Selain itu, sesak napas yang muncul tiba-tiba menjadi gejala khas ketika jantung gagal memompa darah dengan baik. Detak jantung tidak teratur atau palpitasi juga sering terjadi, membuat penderita merasa jantung berdebar cepat tanpa sebab jelas.
Dalam kasus lebih parah, kaki bisa membengkak (edema) karena cairan menumpuk akibat sirkulasi darah yang terganggu. Jika serangan jantung terjadi, penderita dapat mengalami pingsan atau kehilangan kesadaran secara mendadak.
Perbedaan Utama Kolesterol Tinggi dan Penyakit Jantung
Perbedaan gejala kolesterol tinggi dan penyakit jantung terletak pada penyebab dan intensitas gejalanya. Kolesterol tinggi merupakan kondisi awal yang menyebabkan penumpukan lemak di dinding arteri, sedangkan penyakit jantung adalah komplikasi lanjut dari penyumbatan tersebut.
Kolesterol tinggi sering berjalan tanpa gejala hingga menyebabkan gangguan sirkulasi serius. Sementara itu, penyakit jantung biasanya disertai gejala yang lebih nyata seperti nyeri dada hebat, sesak napas, dan detak jantung tidak normal.
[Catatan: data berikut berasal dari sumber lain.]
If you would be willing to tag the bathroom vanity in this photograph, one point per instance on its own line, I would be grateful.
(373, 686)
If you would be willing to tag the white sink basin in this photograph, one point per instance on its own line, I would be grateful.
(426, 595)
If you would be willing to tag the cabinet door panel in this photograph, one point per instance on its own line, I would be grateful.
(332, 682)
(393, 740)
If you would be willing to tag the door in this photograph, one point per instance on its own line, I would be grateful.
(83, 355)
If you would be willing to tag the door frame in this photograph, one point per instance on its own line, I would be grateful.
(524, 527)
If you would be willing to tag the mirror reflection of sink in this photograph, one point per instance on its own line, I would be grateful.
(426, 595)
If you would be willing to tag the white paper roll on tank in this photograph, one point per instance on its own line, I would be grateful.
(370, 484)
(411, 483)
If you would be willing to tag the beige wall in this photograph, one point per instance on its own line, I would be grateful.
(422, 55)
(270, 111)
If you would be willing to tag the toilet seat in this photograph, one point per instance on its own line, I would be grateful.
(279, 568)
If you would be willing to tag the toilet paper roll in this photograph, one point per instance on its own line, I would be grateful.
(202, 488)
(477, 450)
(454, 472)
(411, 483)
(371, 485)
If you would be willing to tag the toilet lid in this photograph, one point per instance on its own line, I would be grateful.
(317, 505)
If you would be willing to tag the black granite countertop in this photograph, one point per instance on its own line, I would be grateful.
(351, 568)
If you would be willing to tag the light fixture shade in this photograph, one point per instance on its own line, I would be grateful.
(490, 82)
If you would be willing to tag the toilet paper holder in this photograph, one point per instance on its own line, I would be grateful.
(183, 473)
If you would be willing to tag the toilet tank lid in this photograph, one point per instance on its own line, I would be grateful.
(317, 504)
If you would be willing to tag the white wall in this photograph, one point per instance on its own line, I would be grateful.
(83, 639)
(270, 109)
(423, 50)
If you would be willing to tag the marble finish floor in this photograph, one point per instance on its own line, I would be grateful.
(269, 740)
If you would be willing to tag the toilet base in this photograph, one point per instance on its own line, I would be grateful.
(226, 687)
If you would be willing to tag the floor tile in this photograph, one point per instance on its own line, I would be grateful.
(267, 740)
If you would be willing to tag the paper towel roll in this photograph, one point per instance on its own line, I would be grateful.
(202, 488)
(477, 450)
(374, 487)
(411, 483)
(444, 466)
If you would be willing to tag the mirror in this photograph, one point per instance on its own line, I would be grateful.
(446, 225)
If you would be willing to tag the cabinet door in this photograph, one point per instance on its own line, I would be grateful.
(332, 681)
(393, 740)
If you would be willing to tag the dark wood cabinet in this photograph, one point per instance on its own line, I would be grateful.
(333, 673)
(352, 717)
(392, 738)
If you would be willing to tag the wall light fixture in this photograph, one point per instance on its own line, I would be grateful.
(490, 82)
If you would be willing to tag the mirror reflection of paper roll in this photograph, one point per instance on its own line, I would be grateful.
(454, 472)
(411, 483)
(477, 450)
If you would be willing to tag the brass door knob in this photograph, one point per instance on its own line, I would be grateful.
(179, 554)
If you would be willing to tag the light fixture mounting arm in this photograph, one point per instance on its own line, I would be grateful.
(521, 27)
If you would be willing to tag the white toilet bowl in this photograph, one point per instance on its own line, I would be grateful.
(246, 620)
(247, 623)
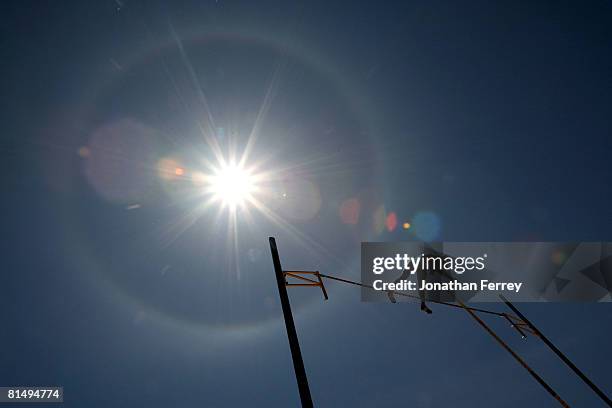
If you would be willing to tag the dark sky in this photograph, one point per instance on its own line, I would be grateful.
(473, 122)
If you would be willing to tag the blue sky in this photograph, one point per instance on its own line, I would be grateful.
(491, 119)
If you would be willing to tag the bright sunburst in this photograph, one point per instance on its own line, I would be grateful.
(232, 185)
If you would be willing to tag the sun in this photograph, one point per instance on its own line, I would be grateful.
(232, 185)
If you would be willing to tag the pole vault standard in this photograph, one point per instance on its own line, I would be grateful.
(294, 345)
(558, 352)
(306, 278)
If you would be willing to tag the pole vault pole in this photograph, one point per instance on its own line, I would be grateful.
(294, 345)
(558, 352)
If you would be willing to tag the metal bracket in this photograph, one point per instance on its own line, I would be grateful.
(300, 275)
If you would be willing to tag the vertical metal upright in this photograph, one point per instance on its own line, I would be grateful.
(294, 345)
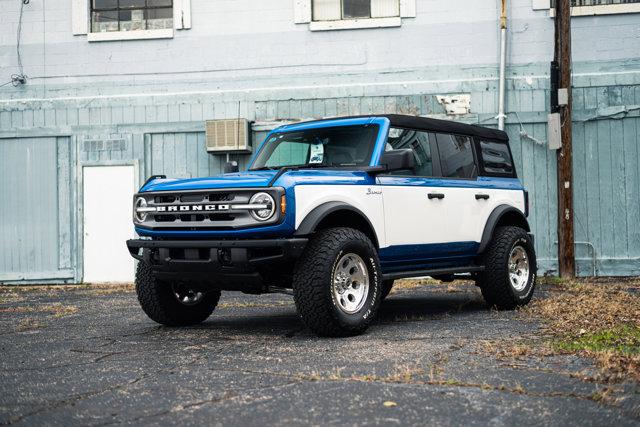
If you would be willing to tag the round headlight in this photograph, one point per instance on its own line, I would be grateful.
(139, 203)
(265, 213)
Meski begitu, beberapa gejala seperti kelelahan, nyeri dada ringan, dan kesemutan bisa muncul pada kedua kondisi. Oleh karena itu, pemeriksaan medis sangat diperlukan untuk memastikan penyebabnya.
Pentingnya Deteksi Dini Kolesterol untuk Cegah Penyakit Jantung
Perbedaan gejala kolesterol tinggi dan penyakit jantung juga menunjukkan pentingnya pemeriksaan rutin. Kolesterol tinggi dapat dikontrol lebih mudah bila terdeteksi lebih awal. Pemeriksaan darah menjadi cara paling akurat untuk mengetahui kadar kolesterol total, LDL, HDL, dan trigliserida.